Every time that I start dating someone, the topic of gaming always comes up, and the topic of “girl gaming” always comes up. Men will instantly assume that all women play games like Cooking Mama, or Animal Crossing, and will shirk the possibility that their new girl could be better at FPSs than they are. Girl gamers are gamers as well, and the problem of reputation precedes them. Because gamer-girls are most known for playing “girly-games”, when entering into the male populated gaming realm, they have to work that much harder to prove themselves than they usually would have. I mean, granted, no one gets off easy after claiming themselves as a gamer, but women have it way tougher.
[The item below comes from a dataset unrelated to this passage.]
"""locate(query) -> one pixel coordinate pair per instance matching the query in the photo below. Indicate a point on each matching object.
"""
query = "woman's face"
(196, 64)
Not only do we have to first get over the general ogling and attention that we receive from being a girl, but then we have to get over the hurdle of proving our own reputation as a gamer, which is ultimately more difficult because they can't get over the fact that we have tits.


Either way, reputation is just as important to gamers as it is to anyone else, the most testosterone driven sports star would have a hard time keeping up with a hardcore gamer.

So there you have it! Which ones did you agree or disagree with?